IFR conducted a small-scale human intervention trial to fill in gap between observational studies that diets rich in cruciferous vegetables may reduce the risk of prostate cancer and other chronic diseases, and studies with cell and animal models that provided potential mechanisms. The study was carried out in men at risk of developing prostate cancer and showed there were more positive changes in gene expression amongst men who were on the broccoli-rich diet, and these changes may be associated with the reduction in the risk of developing prostate cancer.
However, far fewer human interventions studies are carried out than studies in models, and the reason for this lies in the ethical and practical difficulties of running trials with humans.
A major difficulty in the design of human intervention studies is the setup of the control group, which do not receive the compound being tested. Ideally, this group would not eat the food component being trialled. In pharmaceutical trials, this is relatively simple, as the control group can avoid the drug being tested and given placebos instead. But, for testing food components, it is almost impossible to completely eradicate certain components from the diet of the volunteers in the control group over periods of weeks or even months, and it may not be ethical to deprive these individuals long-term either. Researchers can overcome these problems by using plants containing elevated levels of certain bioactive components, but are otherwise unaltered. Several of these have now been developed, including a variety of broccoli, known as Beneforte, which contains high levels of glucoraphanin.
Another may be the genetically modified tomatoes produced at the John Innes Centre, which are identical to unmodified tomatoes except they contain much higher levels of anthocyanins. These have already been shown to lengthen the lifespan of cancer-prone mice.

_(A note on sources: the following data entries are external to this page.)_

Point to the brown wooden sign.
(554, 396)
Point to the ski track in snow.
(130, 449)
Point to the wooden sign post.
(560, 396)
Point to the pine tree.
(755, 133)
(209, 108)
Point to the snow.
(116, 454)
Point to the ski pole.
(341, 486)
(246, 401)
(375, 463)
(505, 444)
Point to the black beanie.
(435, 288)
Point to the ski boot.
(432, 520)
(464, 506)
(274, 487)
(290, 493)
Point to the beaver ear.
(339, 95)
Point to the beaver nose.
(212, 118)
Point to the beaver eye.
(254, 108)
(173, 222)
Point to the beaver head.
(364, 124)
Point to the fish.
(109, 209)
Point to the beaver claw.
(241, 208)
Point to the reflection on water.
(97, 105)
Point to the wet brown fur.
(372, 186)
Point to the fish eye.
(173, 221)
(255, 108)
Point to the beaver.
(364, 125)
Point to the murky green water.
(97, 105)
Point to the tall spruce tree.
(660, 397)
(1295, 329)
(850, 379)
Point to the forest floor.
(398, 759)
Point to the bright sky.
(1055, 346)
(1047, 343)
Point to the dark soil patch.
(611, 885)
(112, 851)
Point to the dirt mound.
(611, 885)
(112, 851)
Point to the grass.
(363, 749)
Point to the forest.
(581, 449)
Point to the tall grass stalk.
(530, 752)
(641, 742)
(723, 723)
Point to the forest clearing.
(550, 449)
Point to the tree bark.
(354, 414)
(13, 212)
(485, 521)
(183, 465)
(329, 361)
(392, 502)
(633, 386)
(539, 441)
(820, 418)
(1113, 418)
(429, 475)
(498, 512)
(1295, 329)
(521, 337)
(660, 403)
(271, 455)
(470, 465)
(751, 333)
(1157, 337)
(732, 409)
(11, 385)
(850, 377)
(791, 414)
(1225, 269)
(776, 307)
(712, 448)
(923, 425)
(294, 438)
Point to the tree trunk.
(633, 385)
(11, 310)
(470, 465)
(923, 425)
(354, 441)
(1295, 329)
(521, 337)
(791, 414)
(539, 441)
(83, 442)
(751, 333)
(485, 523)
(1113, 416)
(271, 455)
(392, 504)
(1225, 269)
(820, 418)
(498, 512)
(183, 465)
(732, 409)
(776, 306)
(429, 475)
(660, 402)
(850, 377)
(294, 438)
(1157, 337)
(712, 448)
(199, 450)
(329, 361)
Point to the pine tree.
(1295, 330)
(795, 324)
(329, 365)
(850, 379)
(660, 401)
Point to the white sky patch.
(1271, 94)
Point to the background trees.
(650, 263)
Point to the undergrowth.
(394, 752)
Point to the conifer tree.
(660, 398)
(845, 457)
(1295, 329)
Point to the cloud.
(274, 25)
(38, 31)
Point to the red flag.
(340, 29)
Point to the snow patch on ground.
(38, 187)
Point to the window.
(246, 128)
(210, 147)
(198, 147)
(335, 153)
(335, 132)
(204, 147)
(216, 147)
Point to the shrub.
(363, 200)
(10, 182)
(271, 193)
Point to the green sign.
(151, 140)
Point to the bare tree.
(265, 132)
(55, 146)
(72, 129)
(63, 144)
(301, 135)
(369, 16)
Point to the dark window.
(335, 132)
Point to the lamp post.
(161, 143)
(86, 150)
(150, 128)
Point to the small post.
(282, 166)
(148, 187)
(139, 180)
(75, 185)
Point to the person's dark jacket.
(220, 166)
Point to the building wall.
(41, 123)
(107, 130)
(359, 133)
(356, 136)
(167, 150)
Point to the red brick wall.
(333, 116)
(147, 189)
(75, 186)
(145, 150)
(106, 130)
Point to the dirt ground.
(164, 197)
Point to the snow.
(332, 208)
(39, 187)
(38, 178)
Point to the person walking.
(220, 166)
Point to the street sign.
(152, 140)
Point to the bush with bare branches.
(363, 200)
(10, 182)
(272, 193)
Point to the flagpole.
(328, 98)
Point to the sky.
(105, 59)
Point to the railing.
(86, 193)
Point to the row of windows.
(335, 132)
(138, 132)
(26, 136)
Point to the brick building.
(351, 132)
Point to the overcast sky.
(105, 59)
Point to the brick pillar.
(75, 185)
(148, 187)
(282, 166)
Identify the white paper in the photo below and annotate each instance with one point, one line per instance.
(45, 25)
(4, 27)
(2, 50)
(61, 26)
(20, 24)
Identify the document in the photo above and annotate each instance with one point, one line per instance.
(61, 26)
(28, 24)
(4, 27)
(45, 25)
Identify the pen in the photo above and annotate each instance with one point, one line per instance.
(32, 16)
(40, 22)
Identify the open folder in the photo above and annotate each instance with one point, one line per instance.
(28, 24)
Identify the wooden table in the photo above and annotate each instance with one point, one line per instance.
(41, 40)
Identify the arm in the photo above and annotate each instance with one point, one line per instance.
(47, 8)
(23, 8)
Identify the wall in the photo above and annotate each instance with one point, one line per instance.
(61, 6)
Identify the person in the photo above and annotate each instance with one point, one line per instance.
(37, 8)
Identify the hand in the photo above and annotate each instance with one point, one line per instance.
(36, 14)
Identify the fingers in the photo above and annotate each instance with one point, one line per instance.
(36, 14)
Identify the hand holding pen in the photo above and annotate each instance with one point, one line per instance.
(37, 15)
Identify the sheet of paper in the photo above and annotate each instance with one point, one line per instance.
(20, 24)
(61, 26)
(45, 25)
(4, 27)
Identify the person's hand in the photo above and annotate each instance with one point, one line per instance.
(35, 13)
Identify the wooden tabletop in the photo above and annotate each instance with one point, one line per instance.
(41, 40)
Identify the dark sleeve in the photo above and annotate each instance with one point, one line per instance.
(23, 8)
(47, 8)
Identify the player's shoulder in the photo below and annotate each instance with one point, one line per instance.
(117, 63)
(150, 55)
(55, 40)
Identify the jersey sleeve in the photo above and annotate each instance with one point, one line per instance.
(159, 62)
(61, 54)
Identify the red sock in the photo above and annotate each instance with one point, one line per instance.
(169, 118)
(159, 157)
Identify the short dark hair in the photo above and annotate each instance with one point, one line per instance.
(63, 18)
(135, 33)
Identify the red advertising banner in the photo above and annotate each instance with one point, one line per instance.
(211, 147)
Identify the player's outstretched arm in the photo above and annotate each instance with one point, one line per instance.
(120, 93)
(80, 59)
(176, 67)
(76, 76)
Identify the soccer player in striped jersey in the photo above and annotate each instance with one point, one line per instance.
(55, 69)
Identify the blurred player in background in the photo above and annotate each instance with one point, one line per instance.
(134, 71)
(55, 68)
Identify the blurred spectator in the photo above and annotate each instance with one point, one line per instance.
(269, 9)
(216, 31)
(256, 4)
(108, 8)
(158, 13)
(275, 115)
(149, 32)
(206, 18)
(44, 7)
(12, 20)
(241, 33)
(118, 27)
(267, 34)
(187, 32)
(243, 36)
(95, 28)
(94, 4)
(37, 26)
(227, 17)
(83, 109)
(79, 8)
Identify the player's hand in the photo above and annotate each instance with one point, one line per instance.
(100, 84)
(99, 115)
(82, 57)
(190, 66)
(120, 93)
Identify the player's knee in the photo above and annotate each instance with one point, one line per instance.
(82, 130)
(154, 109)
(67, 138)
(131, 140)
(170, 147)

Another drawback to human intervention studies is the large number of people required to take part in them to produce statistically significant results. The smaller the number of people in the trial, the greater the likelihood that any results are down to chance rather than the effects of the dietary intervention. The numbers needed to make trials meaningful are even higher when relatively rare outcomes, such as the development of cancers, are being measured. The majority of human intervention trials focus instead on biomarkers of disease – measurable changes in the body that have been shown to increase or decrease in the early stages of a disease. For example, human intervention trials on cardiovascular disease will assess the effects different diets have on blood pressure, the flow of blood in the vessels, and changes to chemical components in the blood, which have previously been associated with the early stages of CVD. For other chronic diseases, especially some cancers, these biomarkers are still being developed. IFR, with the University of Newcastle, is trialling several new biomarkers for bowel cancer, based on inflammation, gene expression and DNA modifications.
Until the ongoing research into finding useful biomarkers is completed, intervention trials will continue to involve the recurrence of chronic diseases in patients who have already been successfully treated for a disease. For example, trials can be set up to measure the effects of food components on recurrence of some forms of breast cancer, which have a relatively high recurrence rate, or on people affected by inflammatory bowel disease after periods of remission.